Citing a recent report of the Parliamentary Standing Committee on Education, the Congress on Tuesday raised concern over “large-scale stagnation in job markets”.

The panel, headed by senior Congress MP Digvijaya Singh, had flagged an “unusual decline” in placement of students at the Indian Institutes of Technology (IIT) and the National Institutes of Technology (NIT) between 2021-22 and 2023-24, and asked the Centre to address the reasons behind this drop.

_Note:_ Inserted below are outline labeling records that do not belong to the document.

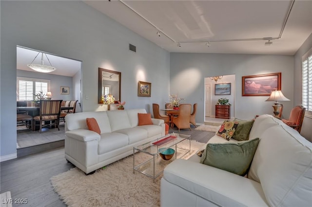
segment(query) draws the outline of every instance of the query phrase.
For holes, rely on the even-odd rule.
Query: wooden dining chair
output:
[[[190,123],[196,126],[196,121],[195,121],[195,118],[196,117],[196,111],[197,110],[197,104],[194,104],[193,105],[193,112],[191,114],[190,116]]]
[[[179,106],[179,115],[177,117],[175,117],[173,119],[173,122],[176,125],[180,132],[180,129],[190,129],[190,116],[191,116],[191,110],[192,110],[192,105],[187,104],[182,104]]]
[[[154,118],[163,120],[165,123],[169,125],[169,117],[166,115],[162,115],[159,113],[159,105],[157,104],[153,104],[153,113],[154,115]]]
[[[306,108],[304,107],[302,105],[296,106],[291,111],[289,119],[288,120],[282,119],[282,121],[286,124],[298,131],[298,132],[300,133],[305,112]]]
[[[39,115],[34,117],[34,127],[39,125],[40,133],[43,126],[49,125],[57,127],[59,131],[59,115],[61,104],[62,100],[40,100]],[[49,123],[47,123],[48,121]]]

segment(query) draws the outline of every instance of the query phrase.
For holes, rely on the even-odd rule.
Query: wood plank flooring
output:
[[[178,133],[170,129],[170,133]],[[214,132],[189,129],[180,133],[191,135],[192,139],[206,143]],[[10,191],[14,199],[27,199],[26,204],[13,204],[13,207],[65,207],[66,205],[54,192],[50,178],[73,167],[64,157],[61,147],[0,164],[0,193]]]

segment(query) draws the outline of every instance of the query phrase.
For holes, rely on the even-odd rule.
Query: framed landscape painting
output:
[[[273,90],[281,88],[281,72],[243,76],[242,95],[270,96]]]
[[[231,83],[214,84],[214,95],[231,95]]]
[[[151,97],[151,83],[139,81],[137,85],[137,96]]]

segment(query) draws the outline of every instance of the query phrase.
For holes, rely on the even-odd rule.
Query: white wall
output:
[[[205,77],[235,74],[234,115],[249,120],[256,115],[273,114],[268,96],[242,96],[242,76],[282,72],[282,91],[290,101],[284,102],[283,114],[289,116],[293,105],[293,56],[171,53],[170,93],[178,93],[187,102],[198,103],[196,121],[203,123]]]
[[[98,68],[121,72],[126,108],[168,100],[170,54],[82,1],[0,1],[1,160],[16,156],[16,46],[81,61],[84,111],[98,104]],[[136,53],[129,44],[136,46]],[[152,83],[152,97],[137,97],[137,82]],[[76,94],[76,92],[75,92]],[[85,99],[85,96],[89,97]]]
[[[294,82],[293,106],[302,104],[302,56],[312,48],[312,34],[306,40],[294,55]],[[301,135],[312,142],[312,117],[305,117]]]

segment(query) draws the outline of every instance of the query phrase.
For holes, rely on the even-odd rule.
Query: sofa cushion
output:
[[[257,149],[259,138],[238,142],[208,143],[200,163],[245,175]]]
[[[274,121],[261,135],[248,177],[261,183],[270,206],[311,206],[312,143]]]
[[[137,127],[119,129],[115,131],[115,132],[127,135],[129,139],[129,144],[137,142],[148,137],[147,130]]]
[[[87,125],[89,130],[96,132],[99,135],[101,134],[101,130],[99,129],[98,122],[95,118],[87,118]]]
[[[245,141],[249,138],[249,133],[254,124],[254,120],[244,121],[235,119],[234,121],[237,121],[238,125],[232,138],[237,141]]]
[[[131,128],[127,111],[124,110],[107,111],[112,131]]]
[[[98,142],[98,153],[101,155],[118,149],[128,145],[128,136],[125,134],[116,132],[102,133]]]
[[[141,114],[138,113],[137,117],[138,118],[138,126],[153,124],[151,114]]]
[[[238,122],[237,121],[225,121],[220,127],[216,135],[229,140],[234,134],[238,125]]]

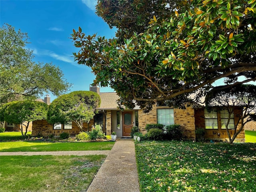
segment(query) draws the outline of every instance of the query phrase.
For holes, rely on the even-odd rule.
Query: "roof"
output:
[[[100,106],[97,109],[117,109],[117,100],[119,97],[116,92],[100,93],[100,96],[101,100]]]

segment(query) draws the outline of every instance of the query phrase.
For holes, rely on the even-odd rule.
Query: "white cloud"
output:
[[[53,51],[47,50],[38,50],[36,48],[33,49],[33,52],[39,56],[48,56],[56,60],[68,63],[78,67],[82,67],[81,65],[78,65],[74,60],[71,56],[68,55],[59,55]]]
[[[50,31],[63,31],[63,29],[61,28],[58,28],[58,27],[50,27],[48,29],[48,30]]]
[[[97,5],[96,0],[82,0],[82,2],[90,9],[93,11],[95,10],[95,6]]]

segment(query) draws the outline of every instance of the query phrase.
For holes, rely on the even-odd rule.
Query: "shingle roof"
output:
[[[100,96],[101,102],[97,109],[116,109],[118,107],[116,101],[119,97],[115,92],[100,93]]]

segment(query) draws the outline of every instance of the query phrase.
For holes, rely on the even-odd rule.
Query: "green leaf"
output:
[[[218,47],[217,49],[215,50],[216,52],[218,52],[222,48],[222,47],[221,46],[220,46]]]
[[[218,43],[218,44],[222,44],[223,42],[223,41],[222,41],[221,40],[218,40],[217,41],[215,41],[216,43]]]
[[[225,19],[228,17],[228,14],[226,13],[224,13],[220,17],[220,18],[222,19]]]
[[[237,42],[244,42],[244,40],[240,38],[235,38],[235,40]]]
[[[226,40],[226,38],[225,37],[225,36],[224,36],[224,35],[222,35],[221,34],[220,34],[220,35],[219,36],[219,37],[220,37],[220,39],[221,40]]]
[[[231,42],[231,44],[232,44],[232,45],[233,45],[233,46],[234,46],[234,47],[237,47],[237,43],[236,43],[234,41],[232,41]]]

Commenting on the report, Congress general secretary and MP Jairam Ramesh said 22 of the 23 IITs recorded a decline in placements in this period. “The drop was over 10 percentage points at 15 IITs. In 2021-22, 90.43% of B.Tech. students at IITs who appeared for placements were placed – in 2023-24, only 80.25% of the students secured jobs. Twenty-three of the 25 Indian Institutes of Information Technology witnessed a drop in the placement in 2023-24 compared to 2021-22. Sixteen of them saw a decline of over 10 percentage points,” Mr. Ramesh said in a statement.

He said 27 of the 31 NITs recorded a fall in average salary packages offered to engineering graduates between 2022-23 and 2023-24. “Three of these institutes saw the average package decline by over ₹3 lakh per annum. In the same years, the number of students placed at 31 NITs also dropped from 18,957 to 16,915, a decrease of 10.77%,” he added.

The IITs are the nation’s premier institutions for engineering, with the most competitive admissions processes that attract the best of faculty and students, he said. “Engineering is moreover considered to be among the most marketable of all degrees. If one-fifth of the engineers at IITs are unable to find jobs, it raises concern over how the larger population of educated youth in this country is able to secure employment. Indeed, the fact that NITs and IIITs are also seeing a decline in placements points to a large-scale stagnation in job markets,” he added.

He said the fall in the average salary package secured by engineers graduating from the NITs pointed to a stagnation in salaries. “The placements data proves – once again – that these crises are not just afflicting the informal sector and the rural population alone but are causing distress even in our most elite educational institutions,” he said.